Where the importance of the five points are concerned, L1 and L2 are found to be quite useful. L1 has an uninterrupted view of the Sun, and is a very good position for monitoring the solar wind, which reaches it about one hour before reaching Earth.

Therefore it is currently home to the Solar and Heliospheric Observatory Satellite (SOHO). The L2 point of the Earth-Sun system became home to the MAP Satellite and will be for the James Webb Space Telescope which we mentioned in a previous edition of the Space Station.

Astronomers have not found L3 significantly useful so far, since it remains hidden behind the Sun at all times. However, some interesting talk has been brewing up regarding the existence of another planet, 'Planet X' in this point, which has not yet been proven.

The stable L4 and L5 points of the Earth - Moon system have been studied as possible sites for artificial space colonies in some distant future which can probably be 'very' distant.

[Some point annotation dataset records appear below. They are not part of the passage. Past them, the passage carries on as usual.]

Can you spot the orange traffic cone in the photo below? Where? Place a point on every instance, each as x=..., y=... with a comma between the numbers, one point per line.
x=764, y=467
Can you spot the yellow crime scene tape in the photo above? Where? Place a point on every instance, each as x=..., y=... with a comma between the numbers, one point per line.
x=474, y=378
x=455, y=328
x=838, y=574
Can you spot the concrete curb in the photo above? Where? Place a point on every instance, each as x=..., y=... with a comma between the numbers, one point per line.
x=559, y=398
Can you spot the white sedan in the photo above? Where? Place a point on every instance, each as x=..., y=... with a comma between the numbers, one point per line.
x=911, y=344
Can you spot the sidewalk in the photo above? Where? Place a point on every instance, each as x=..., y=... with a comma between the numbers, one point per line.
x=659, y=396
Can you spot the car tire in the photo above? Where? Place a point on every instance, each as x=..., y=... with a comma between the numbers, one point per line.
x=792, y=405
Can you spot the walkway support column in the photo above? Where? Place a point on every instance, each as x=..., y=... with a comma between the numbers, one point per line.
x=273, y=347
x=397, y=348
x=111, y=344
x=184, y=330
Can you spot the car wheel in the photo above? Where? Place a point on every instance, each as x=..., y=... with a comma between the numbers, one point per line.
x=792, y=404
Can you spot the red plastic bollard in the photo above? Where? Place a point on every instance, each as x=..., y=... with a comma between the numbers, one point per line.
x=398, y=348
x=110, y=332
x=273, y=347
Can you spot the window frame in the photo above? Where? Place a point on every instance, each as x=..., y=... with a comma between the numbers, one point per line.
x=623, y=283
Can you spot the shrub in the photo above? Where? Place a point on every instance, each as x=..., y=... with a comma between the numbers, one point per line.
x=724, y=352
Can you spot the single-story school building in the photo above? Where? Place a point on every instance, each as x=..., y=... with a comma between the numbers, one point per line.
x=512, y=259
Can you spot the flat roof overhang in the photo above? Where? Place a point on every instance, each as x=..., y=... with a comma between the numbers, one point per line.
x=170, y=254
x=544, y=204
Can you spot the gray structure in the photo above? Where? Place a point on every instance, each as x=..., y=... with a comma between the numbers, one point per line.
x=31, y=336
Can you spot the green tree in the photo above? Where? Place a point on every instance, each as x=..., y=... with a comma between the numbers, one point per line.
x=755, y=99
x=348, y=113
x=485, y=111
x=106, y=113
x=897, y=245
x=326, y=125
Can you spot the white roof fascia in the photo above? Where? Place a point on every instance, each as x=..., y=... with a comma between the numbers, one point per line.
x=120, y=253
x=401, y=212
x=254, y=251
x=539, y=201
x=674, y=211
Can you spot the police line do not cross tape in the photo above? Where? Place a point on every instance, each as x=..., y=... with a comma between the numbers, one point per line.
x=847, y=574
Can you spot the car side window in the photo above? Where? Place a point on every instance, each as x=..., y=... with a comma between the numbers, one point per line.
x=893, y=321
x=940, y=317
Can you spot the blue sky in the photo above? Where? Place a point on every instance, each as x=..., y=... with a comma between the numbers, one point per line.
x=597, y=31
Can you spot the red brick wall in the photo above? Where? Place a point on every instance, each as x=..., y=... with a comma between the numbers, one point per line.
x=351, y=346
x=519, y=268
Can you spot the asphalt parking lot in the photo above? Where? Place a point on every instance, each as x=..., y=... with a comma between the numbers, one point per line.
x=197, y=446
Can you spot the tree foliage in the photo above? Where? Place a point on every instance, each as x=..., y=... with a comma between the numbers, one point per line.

Although the two points L1 and L2 have been found useful, they are considered unstable. They are unstable on a time scale of approximately 23 days, which requires satellites parked at these positions to perform regular course and attitude corrections using their onboard rocket engines and sometimes using the gravitational pull from the Moon. When L4 and L5 points are considered in a general sense, it has been found that they can have stable orbits only if the mass ratio between the two large masses exceeds 24.96. In such a situation, the objects orbiting in these points are called 'Trojans'.

The mass ratio condition given above is true for the Earth-Sun system as well as the Earth Moon system, and many other pairs of bodies in outer space. The Sun-Jupiter system has many asteroids in these points although Earth-Moon and Earth-Sun systems do not.

However, L4 and L5 points of the Earth-Sun system contain interplanetary dust, and such points of the Earth-Moon system also contain interplanetary dust in what are called 'Kordylewski clouds'.